支援学級巡り文科省通知 「支援」「通常」 極端な2択迫る
通常学級での学びと交流 事実上疎外 八尾 保護者が市教委と懇談
今年4月、文部科学省が出した通知を発端に、大阪の特別支援学級(支援学級)が果たしてきた先進的な役割が大きく後退しています。八尾市内ではこの問題を巡って、保護者が市教委と懇談し、これまでの「支援学級を奪わないで」と訴えました。
保護者ら〝今のままという選択肢〟を
八尾市の小中学校の特別支援学級(支援学級)は、発達に課題のある児童・生徒を含め、特別な支援を必要とする子どもたちの学習権を保障する上で、全国的にも先進的な役割を果たしてきました。
文科省の通知で
文科省は4月27日、 特別支援学級在籍の児童・生徒は、授業時数の半分以上を特別支援学級で受けることを原則とするとした通知を出しました。この通知は、発達に課題のある児童・生徒が支援学級に在籍し、支援学級の支援を受けながら通常学級での学びと交流を柔軟に行っていたものを、事実上排除する内容になっています。市はその対象者を、200人から300人としています。(9月議会での教育委員会答弁)
2択を迫られて
この対象児童・生徒には、「支援学級で学ぶ時間を増やす」か、「支援級を抜けて通常学級に在籍し、通級指導教室(※)を利用する」かの2択が迫られています。来年度は経過措置とし、子どもや保護者の合意を前提としながら、再来年度はどちらかを選んでほしいと求めています。

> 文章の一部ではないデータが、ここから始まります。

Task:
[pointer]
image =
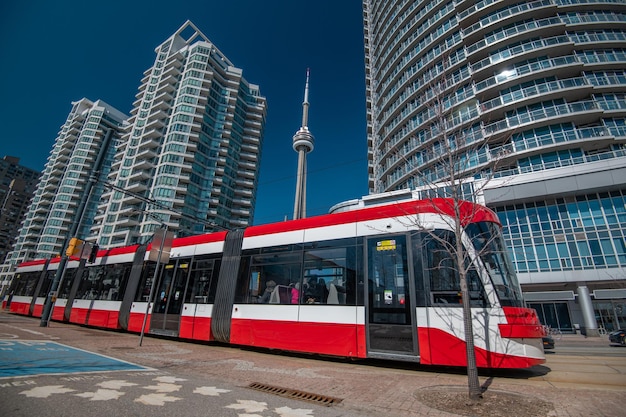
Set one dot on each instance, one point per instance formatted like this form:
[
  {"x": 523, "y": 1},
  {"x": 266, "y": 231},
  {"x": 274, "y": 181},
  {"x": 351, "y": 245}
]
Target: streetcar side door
[
  {"x": 169, "y": 298},
  {"x": 390, "y": 306}
]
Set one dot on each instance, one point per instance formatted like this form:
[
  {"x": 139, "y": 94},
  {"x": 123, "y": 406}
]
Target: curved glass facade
[
  {"x": 541, "y": 85},
  {"x": 547, "y": 75}
]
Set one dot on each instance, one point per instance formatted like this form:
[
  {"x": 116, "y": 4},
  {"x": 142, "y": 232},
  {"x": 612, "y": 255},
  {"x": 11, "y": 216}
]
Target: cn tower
[{"x": 303, "y": 144}]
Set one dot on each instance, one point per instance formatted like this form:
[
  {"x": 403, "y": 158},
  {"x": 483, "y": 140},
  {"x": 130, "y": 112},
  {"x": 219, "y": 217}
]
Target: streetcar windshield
[{"x": 490, "y": 246}]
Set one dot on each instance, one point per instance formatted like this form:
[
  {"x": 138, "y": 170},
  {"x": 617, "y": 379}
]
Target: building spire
[
  {"x": 302, "y": 143},
  {"x": 305, "y": 103}
]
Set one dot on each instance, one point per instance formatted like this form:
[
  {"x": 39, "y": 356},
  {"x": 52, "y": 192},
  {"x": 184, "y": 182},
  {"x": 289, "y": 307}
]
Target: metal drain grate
[{"x": 295, "y": 394}]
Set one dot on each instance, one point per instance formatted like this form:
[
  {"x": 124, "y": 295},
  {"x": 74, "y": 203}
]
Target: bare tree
[{"x": 456, "y": 161}]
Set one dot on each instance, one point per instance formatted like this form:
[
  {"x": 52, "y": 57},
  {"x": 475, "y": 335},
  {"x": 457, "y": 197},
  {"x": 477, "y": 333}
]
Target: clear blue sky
[{"x": 56, "y": 52}]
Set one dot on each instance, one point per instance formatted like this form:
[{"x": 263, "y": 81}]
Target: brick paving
[{"x": 576, "y": 384}]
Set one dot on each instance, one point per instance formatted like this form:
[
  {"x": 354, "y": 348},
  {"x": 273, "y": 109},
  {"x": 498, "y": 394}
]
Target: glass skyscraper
[
  {"x": 190, "y": 155},
  {"x": 542, "y": 86}
]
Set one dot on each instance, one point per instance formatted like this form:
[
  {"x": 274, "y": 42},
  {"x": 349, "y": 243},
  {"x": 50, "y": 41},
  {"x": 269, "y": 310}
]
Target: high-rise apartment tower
[
  {"x": 88, "y": 135},
  {"x": 190, "y": 156},
  {"x": 542, "y": 86}
]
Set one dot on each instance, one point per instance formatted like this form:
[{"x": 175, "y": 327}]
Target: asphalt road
[{"x": 108, "y": 373}]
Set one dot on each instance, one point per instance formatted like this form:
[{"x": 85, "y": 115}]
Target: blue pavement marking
[{"x": 33, "y": 357}]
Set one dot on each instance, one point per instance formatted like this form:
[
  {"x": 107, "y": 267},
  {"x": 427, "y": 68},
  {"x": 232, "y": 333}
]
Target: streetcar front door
[
  {"x": 391, "y": 323},
  {"x": 169, "y": 299}
]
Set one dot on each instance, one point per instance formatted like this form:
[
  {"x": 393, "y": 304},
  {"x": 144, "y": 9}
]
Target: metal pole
[{"x": 154, "y": 284}]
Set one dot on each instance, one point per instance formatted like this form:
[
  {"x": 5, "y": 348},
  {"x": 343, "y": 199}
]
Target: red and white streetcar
[{"x": 375, "y": 282}]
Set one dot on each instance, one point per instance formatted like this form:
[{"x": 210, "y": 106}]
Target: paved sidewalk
[{"x": 585, "y": 384}]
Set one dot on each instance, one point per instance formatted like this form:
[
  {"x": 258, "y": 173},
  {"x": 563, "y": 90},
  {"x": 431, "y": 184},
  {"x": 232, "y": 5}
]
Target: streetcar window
[
  {"x": 490, "y": 246},
  {"x": 147, "y": 276},
  {"x": 105, "y": 282},
  {"x": 202, "y": 281},
  {"x": 421, "y": 295},
  {"x": 66, "y": 284},
  {"x": 26, "y": 283},
  {"x": 46, "y": 284},
  {"x": 324, "y": 273}
]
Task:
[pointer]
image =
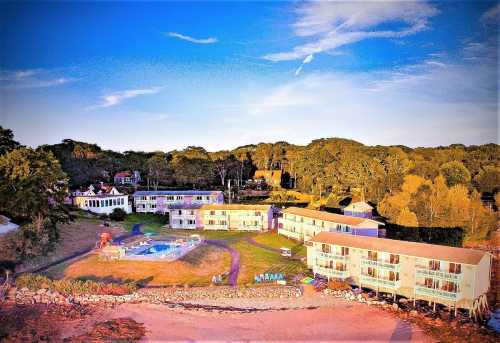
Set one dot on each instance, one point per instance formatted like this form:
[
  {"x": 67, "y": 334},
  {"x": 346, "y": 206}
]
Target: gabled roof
[
  {"x": 424, "y": 250},
  {"x": 327, "y": 216},
  {"x": 236, "y": 207},
  {"x": 186, "y": 192},
  {"x": 123, "y": 174},
  {"x": 358, "y": 206}
]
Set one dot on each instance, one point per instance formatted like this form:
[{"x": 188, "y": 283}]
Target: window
[
  {"x": 450, "y": 286},
  {"x": 393, "y": 276},
  {"x": 455, "y": 268},
  {"x": 326, "y": 248},
  {"x": 372, "y": 255},
  {"x": 394, "y": 259},
  {"x": 434, "y": 265}
]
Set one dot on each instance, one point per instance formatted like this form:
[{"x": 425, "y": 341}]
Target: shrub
[
  {"x": 118, "y": 214},
  {"x": 73, "y": 287}
]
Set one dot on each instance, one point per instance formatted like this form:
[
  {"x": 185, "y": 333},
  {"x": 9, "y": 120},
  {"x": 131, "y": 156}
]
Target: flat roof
[
  {"x": 242, "y": 207},
  {"x": 186, "y": 192},
  {"x": 424, "y": 250},
  {"x": 327, "y": 216}
]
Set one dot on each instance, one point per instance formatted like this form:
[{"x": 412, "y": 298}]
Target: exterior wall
[
  {"x": 367, "y": 215},
  {"x": 242, "y": 220},
  {"x": 408, "y": 277},
  {"x": 161, "y": 203},
  {"x": 84, "y": 202},
  {"x": 185, "y": 219},
  {"x": 304, "y": 228}
]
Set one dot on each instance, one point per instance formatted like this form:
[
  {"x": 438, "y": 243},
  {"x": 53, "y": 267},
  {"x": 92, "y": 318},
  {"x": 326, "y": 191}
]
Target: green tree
[{"x": 455, "y": 173}]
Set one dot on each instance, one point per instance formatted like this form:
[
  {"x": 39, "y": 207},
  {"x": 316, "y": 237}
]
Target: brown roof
[
  {"x": 326, "y": 216},
  {"x": 236, "y": 207},
  {"x": 431, "y": 251}
]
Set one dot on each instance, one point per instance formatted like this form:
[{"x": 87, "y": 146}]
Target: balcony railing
[
  {"x": 330, "y": 272},
  {"x": 380, "y": 264},
  {"x": 374, "y": 281},
  {"x": 437, "y": 274},
  {"x": 332, "y": 256},
  {"x": 438, "y": 293}
]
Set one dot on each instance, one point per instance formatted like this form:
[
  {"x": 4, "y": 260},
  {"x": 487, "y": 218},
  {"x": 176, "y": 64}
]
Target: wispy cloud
[
  {"x": 491, "y": 15},
  {"x": 117, "y": 98},
  {"x": 306, "y": 60},
  {"x": 329, "y": 25},
  {"x": 31, "y": 78},
  {"x": 209, "y": 40}
]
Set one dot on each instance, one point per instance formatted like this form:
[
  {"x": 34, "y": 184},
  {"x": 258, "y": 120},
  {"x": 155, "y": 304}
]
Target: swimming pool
[{"x": 161, "y": 250}]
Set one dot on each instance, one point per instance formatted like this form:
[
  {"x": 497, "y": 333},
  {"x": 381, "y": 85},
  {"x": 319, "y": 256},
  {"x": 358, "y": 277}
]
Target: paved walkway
[{"x": 235, "y": 260}]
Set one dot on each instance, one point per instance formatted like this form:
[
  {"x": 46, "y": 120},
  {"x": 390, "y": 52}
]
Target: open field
[{"x": 195, "y": 269}]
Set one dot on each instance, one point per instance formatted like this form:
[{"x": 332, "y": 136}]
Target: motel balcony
[
  {"x": 331, "y": 272},
  {"x": 381, "y": 282},
  {"x": 436, "y": 274},
  {"x": 437, "y": 293},
  {"x": 294, "y": 235},
  {"x": 332, "y": 256},
  {"x": 382, "y": 264}
]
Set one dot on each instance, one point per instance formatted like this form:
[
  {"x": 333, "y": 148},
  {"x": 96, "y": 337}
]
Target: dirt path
[
  {"x": 235, "y": 260},
  {"x": 341, "y": 321}
]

日本共産党など3会派が9月議会でこの問題を取り上げ、議員有志でも丁寧な説明と条件整備を求める要望書が提出されました。
続く12月議会で、共産党が状況を質問。教育委員会は、「移行対象の子ども・保護者の大半が合意に至っていない」とし、「移行を決断した保護者にも不安を抱えている人はいる」と答弁。教育委員会がこの思いや声を直接受け止めるべきだと求めた結果、12月8日に保護者有志と教育委員会の懇談が持たれました。
保護者らが訴え
当日は、教育長・教育監・教育センター所長などが出席。保護者が、わが子が支援学級でどう支えられてきたかを具体的に紹介しながら、訴えました。
支援学級の担任のサポートで大半を通常学級で過ごせるようになった子どもの親は、「支援級で半分以上学ぶよう求められることに納得がいかない、かといって支援学級を抜けて通常学級に在籍したら、支援級の担任の援助が受けられず、子どもは不安で教室に居られないと言っている。今のままでなぜいけないのか。今が幸せなのに」と述べました。
この他にも、「支援学級でクールダウンをし、通常学級で学んでいる。支援学級を退級したら、その場が奪われる」「中学生だが、支援学級での時間を増やせと言われた。内申に影響してくる」「(来年4月からの)新1年だが、支援学級で大半を過ごすと説明を受けた。中学校になっても同じだと。涙があふれてきた」「通級指導教室は全ての学校に無い」「発達の課題のある子が、通常学級で十分な援助を受けることができるのか」など不安の声を上げました。子どもや保護者の手紙も教育委員会に提出しました。
また「文科省の通知に反対してほしい。子どものためになると思っておられますか」と問う保護者もいました。
市民団体も請願
これらの声に対し、教育委員会は「子どもの顔が浮かんでくる」「気持ちは同じだ」としながら、従来の説明を繰り返しました。
懇談後の保護者同士の交流では、文科省の通知の撤回を求めつつも、①〝今のままという選択肢〟を選べるようにすること、 ②通級指導教室などの全校設置、③子どものニーズに応じた全校での柔軟な対応、④新1年生にも経過措置を適用すること、⑤コロナが始まってから途絶えた保護者の交流の援助など、目の前の子どもに必要な支援を求める思いが出されました。
懇談には、日本共産党の田中裕子市議も同席しました。
12月の定例教育委員会議には、「八尾の教育を考える市民会議」がこの問題で、〝支援級が果たしてきた八尾の到達を後退させないでほしい〟と請願を提出しています。